Employees using AI – catching employers unaware

February 27, 2026

Employees are increasingly turning to AI tools like ChatGPT, Claude, and legal-specific bots to assert their workplace rights and launch claims against employers. This trend is making it dramatically easier for workers—laying out dismissal applications, general protections claims, or even bullying complaints with polished, professional-looking documents in minutes.

However, while AI lowers the barrier to entry, it doesn’t guarantee accuracy or success. Well-drafted claims often founder on misapplied law, overlooked procedural hurdles, or fabricated case references, leaving employees worse off with rejected filings, adverse costs, and eroded credibility.

The Rise of AI-Powered Employee Advocacy

Generative AI has access to legal drafting. An employee facing redundancy can now prompt an AI with basic facts—”I was made redundant after 2 years, offered a role 20km away that I rejected”—and receive a Form F8 unfair dismissal application citing the Fair Work Act 2009 (FW Act), complete with section numbers, timelines, and arguments about “genuine redundancy” under s 389. No lawyer fees, no legalese struggles—just copy-paste into the Fair Work Commission (FWC) portal. Platforms like AskPerplexity or custom GPTs even tailor arguments to Australian law, pulling in concepts like s 120 redundancy variations or s 394 unfair dismissal remedies.

This empowers non-lawyers. Recent FWC data (as of early 2026) shows a 25% uptick in self-represented applications, many suspiciously uniform in structure. Employees use AI to draft witness statements and demand letters, framing grievances as statutory violations. It’s a game-changer for casuals, short-service workers, or those in regional areas, who previously avoided claims due to complexity.

Pitfalls: Misapplication of Law Despite Slick Drafting

AI excels at form but stumbles on nuance. A perfectly formatted claim might assert an unfair dismissal under s 385 where the employer is small (exempt via s 121 Small Business Fair Dismissal Code), ignoring eligibility under s 382. Or it could misread s 120—like claiming a rejected redeployment automatically triggers full redundancy pay, overlooking the objective “acceptable employment” test from cases like Australian Commercial Catering v Powell FWCFB 5467.

In practice, AI hallucinates thresholds: recommending general protections claims (s 365) for pure performance dismissals (not adverse action), or bullying applications (s 789FD) without a “risk to health and safety.” Employees file confidently, only for FWC members to dismiss at first directions hearing: “Applicant cites s 387(a) valid reason, but misconstrues serious misconduct per reg 1.07.” The drafting looks pro, but the substance crumbles under scrutiny.

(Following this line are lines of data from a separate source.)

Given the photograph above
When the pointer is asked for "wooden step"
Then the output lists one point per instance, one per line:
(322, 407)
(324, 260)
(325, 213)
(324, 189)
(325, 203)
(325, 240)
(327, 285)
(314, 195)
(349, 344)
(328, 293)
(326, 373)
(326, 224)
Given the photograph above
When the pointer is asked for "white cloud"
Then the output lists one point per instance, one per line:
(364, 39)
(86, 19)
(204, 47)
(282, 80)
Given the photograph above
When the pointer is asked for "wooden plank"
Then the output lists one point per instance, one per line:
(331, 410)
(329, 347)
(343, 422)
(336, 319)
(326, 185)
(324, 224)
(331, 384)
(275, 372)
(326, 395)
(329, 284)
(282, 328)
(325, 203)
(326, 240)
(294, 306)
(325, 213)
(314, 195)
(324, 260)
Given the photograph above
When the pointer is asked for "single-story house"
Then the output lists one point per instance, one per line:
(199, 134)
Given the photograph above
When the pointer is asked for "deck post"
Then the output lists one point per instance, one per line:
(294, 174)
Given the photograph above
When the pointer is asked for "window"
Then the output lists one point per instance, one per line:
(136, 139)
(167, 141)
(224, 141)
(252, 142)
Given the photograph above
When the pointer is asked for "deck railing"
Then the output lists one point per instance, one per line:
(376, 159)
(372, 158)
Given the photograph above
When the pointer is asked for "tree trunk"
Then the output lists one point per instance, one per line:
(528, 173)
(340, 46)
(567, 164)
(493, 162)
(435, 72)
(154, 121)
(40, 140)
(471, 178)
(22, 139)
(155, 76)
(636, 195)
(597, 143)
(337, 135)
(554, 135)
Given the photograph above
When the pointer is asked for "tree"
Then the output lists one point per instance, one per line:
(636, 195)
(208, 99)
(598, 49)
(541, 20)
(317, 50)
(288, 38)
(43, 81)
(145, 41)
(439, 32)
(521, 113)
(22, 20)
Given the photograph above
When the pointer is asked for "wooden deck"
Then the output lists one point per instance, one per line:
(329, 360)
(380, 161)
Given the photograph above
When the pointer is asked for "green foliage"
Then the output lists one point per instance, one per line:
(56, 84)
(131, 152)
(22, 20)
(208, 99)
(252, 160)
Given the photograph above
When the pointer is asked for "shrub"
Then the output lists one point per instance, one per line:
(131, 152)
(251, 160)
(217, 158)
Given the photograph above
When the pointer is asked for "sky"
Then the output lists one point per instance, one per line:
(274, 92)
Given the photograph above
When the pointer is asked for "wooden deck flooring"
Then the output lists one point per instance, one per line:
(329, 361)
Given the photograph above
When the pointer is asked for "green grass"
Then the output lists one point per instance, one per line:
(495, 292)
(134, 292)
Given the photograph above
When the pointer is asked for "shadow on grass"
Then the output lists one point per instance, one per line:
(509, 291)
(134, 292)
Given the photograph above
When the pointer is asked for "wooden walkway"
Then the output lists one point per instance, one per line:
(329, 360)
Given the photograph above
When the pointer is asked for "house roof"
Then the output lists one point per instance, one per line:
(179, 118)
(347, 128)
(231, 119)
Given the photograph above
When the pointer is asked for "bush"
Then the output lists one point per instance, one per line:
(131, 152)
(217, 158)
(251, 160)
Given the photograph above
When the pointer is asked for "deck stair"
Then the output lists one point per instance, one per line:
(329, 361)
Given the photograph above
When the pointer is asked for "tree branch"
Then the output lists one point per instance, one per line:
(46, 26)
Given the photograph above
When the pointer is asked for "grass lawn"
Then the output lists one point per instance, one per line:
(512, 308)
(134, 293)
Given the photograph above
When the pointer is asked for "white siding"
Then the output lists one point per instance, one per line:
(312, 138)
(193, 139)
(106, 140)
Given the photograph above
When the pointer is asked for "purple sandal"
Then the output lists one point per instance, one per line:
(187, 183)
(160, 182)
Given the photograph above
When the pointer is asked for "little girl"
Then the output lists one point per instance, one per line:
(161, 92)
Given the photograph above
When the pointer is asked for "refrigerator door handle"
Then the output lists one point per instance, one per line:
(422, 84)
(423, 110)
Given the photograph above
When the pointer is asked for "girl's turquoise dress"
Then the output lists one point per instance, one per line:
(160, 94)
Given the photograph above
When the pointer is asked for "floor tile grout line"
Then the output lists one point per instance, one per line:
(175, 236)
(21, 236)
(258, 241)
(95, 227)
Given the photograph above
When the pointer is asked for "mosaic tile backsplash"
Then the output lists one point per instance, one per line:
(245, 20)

Fabricated Citations: The Hallucination Trap

Worse are AI-generated case references—often entirely invented. Tools confidently cite ” FWC 123, Smith v XYZ Pty Ltd” for propositions like “any location change voids redeployment,” when no such decision exists. FWC registries now flag these: in 2025, Deputy President World rejected a claim citing three phantom Full Bench authorities, warning of costs. AI pulls from training data up to 2023-2024, then fabricates “recent” cases to fill gaps, mangling real ones (e.g., confusing Westerberg v Volando FWC 420’s misconduct findings with unrelated facts).

Judges spot this instantly—AustLII searches reveal fakes. Employees suffer: claims struck out, credibility shot, potential costs orders (up to $10k+). AI disclaimers (“not legal advice”) don’t help post-filing.

Real-World Examples from Recent Cases

  • In a 2026 Perth matter echoing Civmec v Rizvi FWC 599, an AI-drafted s 120 opposition cited “binding precedent” that short-notice offers invalidate redeployments—pure fiction. FWC varied pay to nil anyway.
  • Self-repped unfair dismissal apps surge with identical AI phrasing: “harsh, unjust, unreasonable per s 387(h)” boilerplate, but skipping s 382 protection (high income cap, short service).

Implications for Employers

For employers, AI means more employee claims, but the merit of those claims is mixed. Employers needs to triage fast and perhaps seek legal advice to verify asserted legal rights and legal citations.

Bottom line: AI makes claiming easier, but law demands precision. A glossy legal claim wins no brownie points if the law’s misapplied.